Beuster – Seit einigen Tagen erhebt sich auf der Nordseite des Kirchenschiffes des aus dem späten 12. Jahrhundert stammenden Backsteinbaus St. Nikolaus in Beuster ein schlanker Baukran.

Mit ihm können Lasten bis zu einer Höhe von 35 Metern gehoben werden.

Vor Kurzem war das Baugerät noch bei Restaurierungsarbeiten an der Kirche Wahrenberg im Einsatz. Nun ist seine Hilfe bei der Realisierung der Arbeiten des neunten Abschnittes gefragt.

Im Schatten der großen Bäume trafen sich am Mittwochnachmittag Experten der an der Restaurierung beteiligten Firmen und Institutionen. Namens des Bauherren, vertreten durch den Vorsitzenden des Kirchengemeindeverbands Beuster- Aland, Detlef Schmidt, begrüßte Dr. Volker Stephan als Vorsitzender des Fördervereins der Kirche die Anwesenden.

Peter Wieck (v.l.), Detlef Schmidt, Verena Schlüsselburg, Dr. Volker Stephan und Hermann Dahlweg stimmen sich über die nächsten Sanierungsschritte ab.

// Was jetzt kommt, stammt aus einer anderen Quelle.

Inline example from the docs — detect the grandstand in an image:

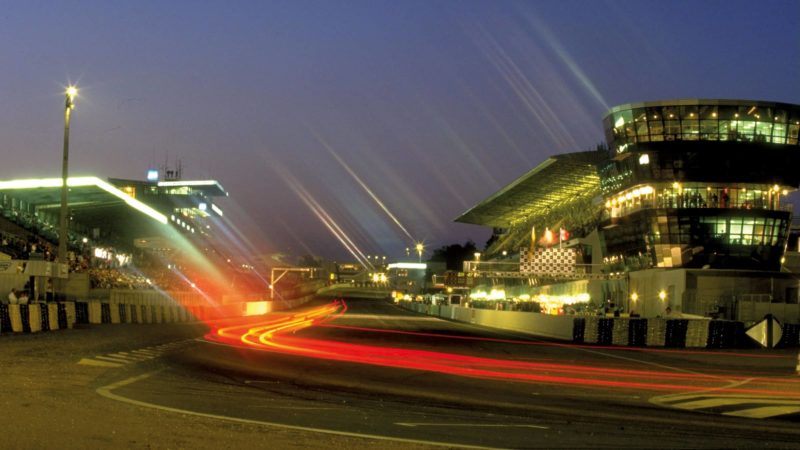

Zur Finanzierung wurde der Antrag 2018 gestellt und bereits im November bewilligt. Alle daraufhin eingeholten Angebote lagen über der geplanten Bewilligung, erklärte Architekt Peter Wieck vom zuständigen Ingenieurbüro. Aufgrund dessen musste eine Nachbewilligung beantragt werden, die aber noch nicht bestätigt ist. 87 000 Euro wurden von der Lokalen Aktionsgruppe Leader „Mittlere Altmark“ (LAG) bewilligt. Das entspricht einer 90-prozentigen Förderung, erklärt LAG-Verantwortliche Verena Schlüsselburg.

Die Förderung fiel so hoch aus, weil sich das Bauwerk an der Straße der Romanik befindet und zugleich eine Hochburg der künstlerisch-kulturellen Gestaltung der Region darstelle. Hermann Dahlweg, Ingenieur für Hoch –und Tiefbau aus Pollitz, betonte, dass die geplanten Arbeiten am nördlichen Schiff ausgeführt werden. Die dazu nötigen Holzkonstruktionen wie Dachstuhl und Deckenbalken liegen schon vorbereitet in der Firma.

Die Malerarbeiten sind noch nicht vergeben. Wer glaubt, dass mit dem nördlichen Kirchenschiff die Restaurierungen beendet sind, der täuscht sich. Der zehnte Bauabschnitt ist schon geplant. Er bezieht sich auf die Gestaltung des Fußbodens.